We are not paid for the typing. We are paid because we are the only ones willing to perform open-heart surgery on a zombie platform while the CEO watches. The ability to stare into the abyss of a crashing production database without vomiting is a rare and expensive evolutionary trait.

Companies do not pay us for the hours when everything is working. They pay us a retainer fee for the fifteen minutes a year when the entire digital infrastructure threatens to evaporate. We are basically insurance policies that drink too much caffeine.

The panic tax

This brings us to the core of the salary misunderstanding. Most technical professionals think they are paid to build things. This is only partially true. We are largely paid to absorb panic.

When a server farm goes dark, the average business manager experiences a visceral fight-or-flight response. They see revenue dropping to zero. They see lawsuits. They see their bonus fluttering away like a moth. The person who can walk into that room, look at the chaos, and say “I know which wire to wiggle” is not charging for the wire-wiggling. They are charging a “Panic Tax.”

The harder the problem is to understand, and the fewer people there are who can stomach the risk of solving it, the higher the tax you can levy.

If your job can be explained to a five-year-old in a single sentence, you are likely underpaid. If your job involves acronyms that sound like a robotic sneeze and requires you to understand why a specific version of a library hates a specific version of an operating system, you are in the money.

You are being paid for the obscurity of your suffering, not the intensity of it.

The golden retriever replacement theory

To understand your true value, you have to look at yourself with the cold, unfeeling eyes of a hiring manager. You have to ask yourself how easy it would be to replace you.

If you are a generalist who works very hard, follows all the rules, and does exactly what is asked, you are a wonderful employee. You are also doomed. To the algorithm of capitalism, a generalist worker is essentially a standard spare part. If you vanish, the organization simply scoops another warm body from the LinkedIn gene pool and plugs it into the socket before the seat gets cold.

However, consider the engineer who manages the legacy authentication system. You know the one. The system was written ten years ago by a guy named Dave who didn’t believe in documentation and is now living in a yurt in Montana. The code is a terrifying plate of spaghetti that somehow processes payments.

The engineer who knows how to keep Dave’s ghost alive is not working “hard.” They might spend four hours a day reading Reddit. But if they leave, the company stops making money. That engineer is difficult to replace.

This is the goal. You do not want to be the shiny new cog that fits perfectly in the machine. You want to be the weird, knobby, custom-forged piece of metal that holds the entire transmission together. You want to be the structural integrity of the department.

This does not mean you should hoard knowledge or refuse to document your work. That makes you a villain, not an asset. It means you should tackle the problems that are so messy, so risky, and so complex that other people are afraid to touch them.

The art of being a delightful bottleneck

There is a nuance here that is often missed. Being difficult to replace does not mean being difficult to work with. There is a specific type of IT professional who tries to create job security by being the “Guru on the Mountain.” They are grumpy, they refuse to explain anything, and they treat every question as a personal insult.

Do not be that person. Companies will tolerate that person for a while, but they will actively plot to replace them. It is a resentment-based retention strategy.

The profitable approach is to be the “Delightful Bottleneck.” You are the only one who can solve the problem, but you are also happy to help. You become the wizard who saves the day, not the troll under the bridge who demands a toll.

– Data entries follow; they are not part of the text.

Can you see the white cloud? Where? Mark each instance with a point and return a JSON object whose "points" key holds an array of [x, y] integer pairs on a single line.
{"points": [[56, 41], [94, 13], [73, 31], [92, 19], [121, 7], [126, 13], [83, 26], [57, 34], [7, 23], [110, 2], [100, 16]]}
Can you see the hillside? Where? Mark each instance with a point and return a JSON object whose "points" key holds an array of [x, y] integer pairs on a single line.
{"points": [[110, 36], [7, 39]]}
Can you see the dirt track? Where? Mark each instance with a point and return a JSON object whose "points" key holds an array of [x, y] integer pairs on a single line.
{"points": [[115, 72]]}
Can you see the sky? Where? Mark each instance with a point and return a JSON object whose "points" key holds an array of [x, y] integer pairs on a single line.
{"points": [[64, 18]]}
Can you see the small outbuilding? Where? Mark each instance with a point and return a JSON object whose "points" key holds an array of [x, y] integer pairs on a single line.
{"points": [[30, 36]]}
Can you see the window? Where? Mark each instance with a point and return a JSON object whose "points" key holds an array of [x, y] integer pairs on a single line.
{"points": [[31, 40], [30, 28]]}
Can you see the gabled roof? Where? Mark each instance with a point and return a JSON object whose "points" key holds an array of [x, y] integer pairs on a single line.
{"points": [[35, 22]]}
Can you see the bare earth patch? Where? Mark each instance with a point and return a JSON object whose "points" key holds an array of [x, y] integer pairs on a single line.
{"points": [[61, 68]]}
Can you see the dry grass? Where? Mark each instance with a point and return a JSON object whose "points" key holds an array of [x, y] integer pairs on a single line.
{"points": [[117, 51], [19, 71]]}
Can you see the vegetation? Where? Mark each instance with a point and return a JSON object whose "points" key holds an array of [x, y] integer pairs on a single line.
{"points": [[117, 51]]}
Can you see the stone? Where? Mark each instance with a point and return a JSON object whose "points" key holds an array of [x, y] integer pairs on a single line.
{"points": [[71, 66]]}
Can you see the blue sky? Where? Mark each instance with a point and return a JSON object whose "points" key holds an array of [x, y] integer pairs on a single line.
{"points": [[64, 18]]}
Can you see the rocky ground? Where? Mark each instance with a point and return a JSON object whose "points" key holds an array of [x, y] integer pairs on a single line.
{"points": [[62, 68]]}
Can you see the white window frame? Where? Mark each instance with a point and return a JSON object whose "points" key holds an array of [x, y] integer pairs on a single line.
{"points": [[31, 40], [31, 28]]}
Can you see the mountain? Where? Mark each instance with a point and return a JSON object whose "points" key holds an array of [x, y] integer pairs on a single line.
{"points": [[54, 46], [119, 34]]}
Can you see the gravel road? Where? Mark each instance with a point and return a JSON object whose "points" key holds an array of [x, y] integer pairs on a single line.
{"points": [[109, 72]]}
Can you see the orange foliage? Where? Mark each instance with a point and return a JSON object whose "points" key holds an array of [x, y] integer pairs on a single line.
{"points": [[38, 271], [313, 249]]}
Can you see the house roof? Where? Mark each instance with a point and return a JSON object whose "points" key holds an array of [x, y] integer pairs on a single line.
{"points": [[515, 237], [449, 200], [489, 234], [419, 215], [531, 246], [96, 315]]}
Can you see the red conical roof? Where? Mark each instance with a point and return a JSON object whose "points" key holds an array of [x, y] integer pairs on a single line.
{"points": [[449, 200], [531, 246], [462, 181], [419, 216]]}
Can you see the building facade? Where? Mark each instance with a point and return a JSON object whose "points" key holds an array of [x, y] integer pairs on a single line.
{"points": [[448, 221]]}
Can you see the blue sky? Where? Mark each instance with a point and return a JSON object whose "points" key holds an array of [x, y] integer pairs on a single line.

When you position yourself as the only person who can navigate the complexity of the cloud architecture, and you do it with a smile, you create a dependency that feels like a partnership. Management stops looking for your replacement and starts looking for ways to keep you happy. That is when the salary negotiations stop being a battle and start being a formality.

Navigating the scarcity market

If you want to increase your salary, stop trying to increase your effort. You cannot physically work harder than a script. You cannot out-process a serverless function. You will lose that battle every time because biology is inefficient.

Instead, focus on lowering your replaceability.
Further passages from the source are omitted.